THE HOYA: Do you feel it was more dangerous when you were there or is it more dangerous now?

Arnett: I think it’s much more dangerous now because the first Gulf War was about pushing Saddam Hussein’s troops out of Kuwait and Baghdad was bombed basically to put pressure on Saddam, to destroy the communications system, to destroy command and control . This time, the bombing will be aimed at the same kind of targets, but the potential for unrest in the city is enormous. Indeed the criminality could break out if there are areas where military retreat from or police go into hiding. Gangs could come out and loot houses. The potential for ethnic warfare as American troops get closer, the potential for different communities to attack each other will be very strong. Then you’ll also have those who really support Saddam – and there’s as many thousands and certainly in Baghdad in support – fighting those who don’t support him. So you’ll have sort of a civil war probably with criminality, ethnic war and just the general mayhem of the American efforts. [pause] Makes good stories though.
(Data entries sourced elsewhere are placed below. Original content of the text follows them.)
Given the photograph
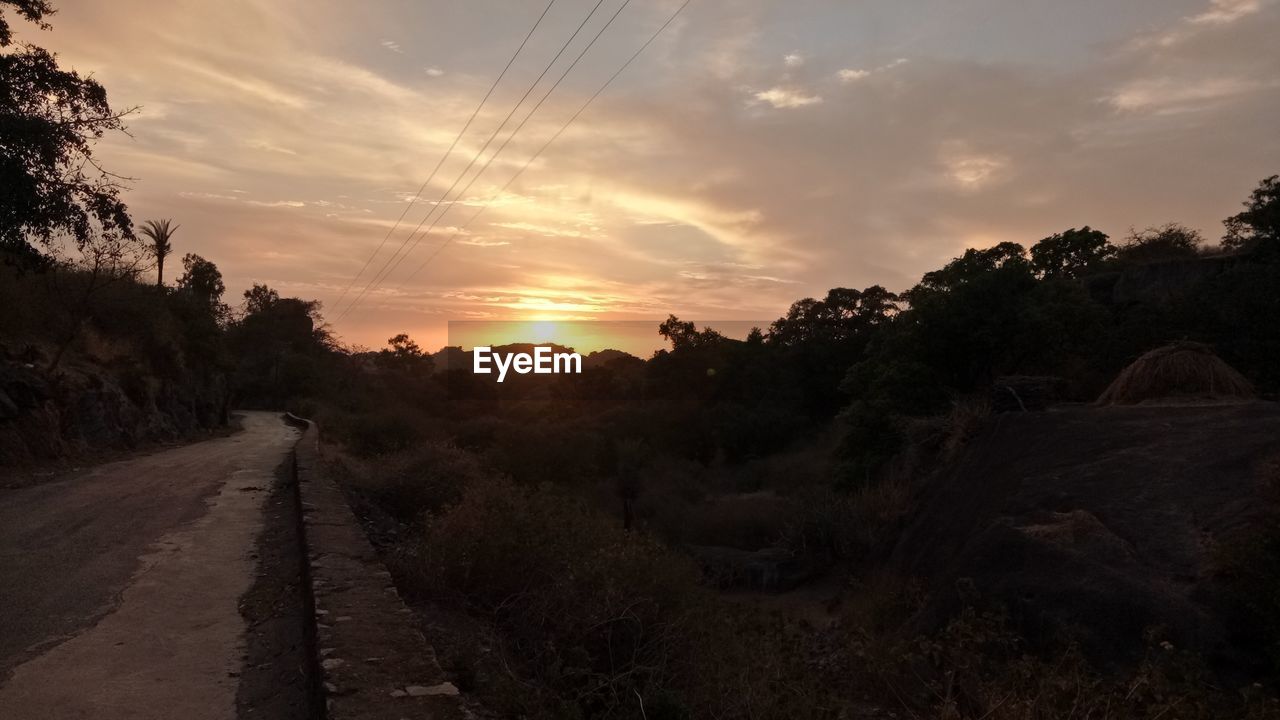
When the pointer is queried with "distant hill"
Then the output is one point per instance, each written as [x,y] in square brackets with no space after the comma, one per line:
[602,358]
[455,358]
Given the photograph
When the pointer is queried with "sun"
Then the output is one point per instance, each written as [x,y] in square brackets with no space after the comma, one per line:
[544,331]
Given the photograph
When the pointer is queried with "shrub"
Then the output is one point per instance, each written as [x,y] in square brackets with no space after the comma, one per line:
[600,618]
[424,479]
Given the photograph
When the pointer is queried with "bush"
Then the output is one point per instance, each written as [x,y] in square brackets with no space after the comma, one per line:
[421,481]
[378,433]
[603,619]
THE HOYA: Now that there’s a diversity of reporters and now that the media is on this 24-hour news cycle that has evolved to be a much larger part of the news culture, how do you think that is going to impact the media and the way any potential conflict in Iraq is portrayed?

Arnett: Well already the media has become a weapon in the war. It’s a war of words at this point, very potent words. There is a war that began when President Bush early summer last year essentially announced the `Axis of Evil.’ In a speech he said Saddam was becoming too dangerous, there had to be a change of government. He’s been fighting that war with words ever since and he’s still using words of war. Saddam Hussein countered with his own arguments, they allowed inspectors into Iraq, opened the gates to inspectors of factories and production plants. They’re allowing the media in, so it’s a war of pictures and words, because the Iraqis say, `We’ve opened the gates, what’s your problem? We’re letting you in.’ On the other hand the U.S. says `Wait a minute. You’re not really cooperating.’ I think already the U.S. has lost the war of the inspectors in Iraq. The world believes the inspectors are acting, that they’ve had a degree of success and that if the inspections continue; they will solve the problems of weapons of mass destruction. That’s because the Iraqis played the word game very cleverly . I think the Iraqis have already won the information war at this point.

THE HOYA: How can the media avoid being a `propaganda machine,’ avoid just simply trumpeting what Hussein or Bush has to say?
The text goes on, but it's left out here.